This'll tell you more, Stevie: https://www.bennetts.co.uk/bikesoci...improve-a-honda-fireblades-power-and-fuelling
Interesting read , but can’t help think fuelling should be better on a 20k bike without having to spend another £400 , in on my second blade and fuelling is not great after standard pipe changed , slight flat spot between 3-4k not sure if other litre bikes are like this ?
And as I said in another post , took an sp out for a day when mine was being serviced and tickover was shocking , all over the place and that was a 2019 my
^^^ Fair enough Raph, but they seem to have a tolerance zone or performance range where 'minor' modification will not cause ill effect to the idling or running. This might be best illustrated where some of our members have fitted the Arrow or Racefit and reported no difference, but conversely one who fitted Yoshi did experience problems. I remain intrigued by @Stevie_d 's question though, because there might be a case that the Yamaha is either more or less susceptible to change than the Honda.
My decatted MT10 still runs the o2 sensors so the closed loop part of the mapping for the small throttle openings is still governed by the ECU as dictated by the metered fuel /air ratio. That’s my understanding anyway. At full beans you wouldn’t notice it as the O2 sensors are largely not reliant at WOT. If the O2 sensors were removed and replaced with resistors the resultant remap would then dictate the fuel air ratio as it would have been set up on the dyno rig whilst monitoring with a sniffer up its butt. The resistors plugged in to the original O2 cable are just to frig the ECU into thinking they’re still present. That’s why those with the Bazzaz or Power commander auto tune is ideal as you have to install a wide band sensor to monitor all O2 values at all throttle openings which then builds a generic map. An end can change shouldn’t really make that much difference but loss of back pressure I suppose still accounts for something.
Still puzzles me how these days , the bike can’t re learn it’s own fuelling . Even a slip on alters the bike so much that a flat spot is very annoying . Have to live with it or buy a power commander , or full map on a dyno
To an extent it should though @Stevie_d , the ECU should be adjusting the fuel to achieve a theoretical perfect 13:1 or whatever it is based on O2 values providing the O2 sensors are still present. Maybe the factory maps are just set to deliver the mapped values and the O2 sensors are there to verify it’s correct rather than to set the figure.

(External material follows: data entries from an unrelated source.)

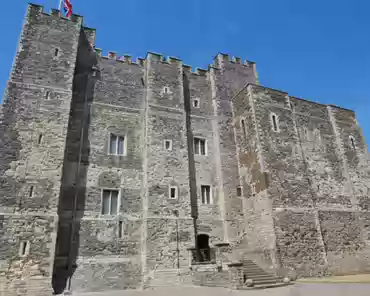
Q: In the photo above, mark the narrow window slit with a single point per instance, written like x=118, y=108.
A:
x=30, y=194
x=120, y=229
x=40, y=139
x=23, y=249
x=173, y=192
x=274, y=122
x=238, y=191
x=353, y=143
x=242, y=122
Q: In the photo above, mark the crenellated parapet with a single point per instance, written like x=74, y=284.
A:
x=219, y=62
x=39, y=9
x=221, y=59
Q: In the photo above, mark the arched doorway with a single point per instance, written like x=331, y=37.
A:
x=204, y=249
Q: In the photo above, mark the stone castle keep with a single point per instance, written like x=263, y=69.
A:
x=128, y=174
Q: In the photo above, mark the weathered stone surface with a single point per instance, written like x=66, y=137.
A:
x=289, y=179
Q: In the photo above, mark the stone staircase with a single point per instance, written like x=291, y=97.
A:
x=168, y=278
x=261, y=278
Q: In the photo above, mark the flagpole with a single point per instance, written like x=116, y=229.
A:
x=60, y=7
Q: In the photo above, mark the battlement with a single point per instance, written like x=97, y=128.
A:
x=35, y=9
x=221, y=58
x=219, y=61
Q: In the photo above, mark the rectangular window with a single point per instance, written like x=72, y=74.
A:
x=206, y=194
x=274, y=122
x=253, y=189
x=24, y=248
x=173, y=192
x=120, y=229
x=110, y=202
x=242, y=122
x=238, y=191
x=200, y=146
x=116, y=145
x=30, y=193
x=168, y=145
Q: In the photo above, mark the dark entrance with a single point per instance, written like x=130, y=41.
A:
x=204, y=249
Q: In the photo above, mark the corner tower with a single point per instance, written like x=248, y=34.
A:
x=34, y=121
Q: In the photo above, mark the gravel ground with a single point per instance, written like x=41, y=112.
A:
x=299, y=289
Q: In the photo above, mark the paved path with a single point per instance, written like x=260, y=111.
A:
x=299, y=289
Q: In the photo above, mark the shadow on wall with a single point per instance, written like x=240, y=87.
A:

Would make sense I suppose?
The only downside of an autotune is you have to get someone to tig weld an 18mm wideband sensor ring into the headers as the narrowband rings for O2 are only 12mm or 14mm (can’t remember).
Thinking about it, aside from the cost implications designing a system that would cover all aspects and compensate for any idiot adding whatever they felt might be right for the machine, the only concern that the companies have is to keep noise and emissions down to levels dictated by government and legislation and to lock down ECU modifications (Triumph did this back in 2013). Proof (if it was needed) is VWs attempt to fudge the figures in the recent emissions scandal to appease the governments targets and that was just to beat Euro4 emission targets, and now E5 is upon us, and if the main manufacturers with their multi million dollar R&D budgets cannot achieve this how can Joe Bloggs? It would never happen Stevie!
Does a PC5 from a 2012 model fit a 2018? Can’t see if model numbers are different on dynojet website. Just wondering as i took it off my 2012 before trading it in. Not sure if i may need it for the SP2 at some point....
Got a full system fitted so hence why the rapid bike, was recommended by dealer tbh, I'd rather have gone for a reflash but warranty would have been voided it found out.
Bikes do not keep long term fuel trim maps the way cars do - yet, so there is no learning in a stock ECU. The other reason the bikes ECU cannot be configured from the factory to keep enrichening the mixture until ideal is that the emissions output is legislated by way of target and actual AFR. While science has an ideal stoimetric value of about 13:1, world governments feel they have better science and want internal combustion vehicles to operate in the 14:1 and above range. Basically our politicians are forcing us to run lean and risk destroying our engines, but hey at least Greta feels good yeah?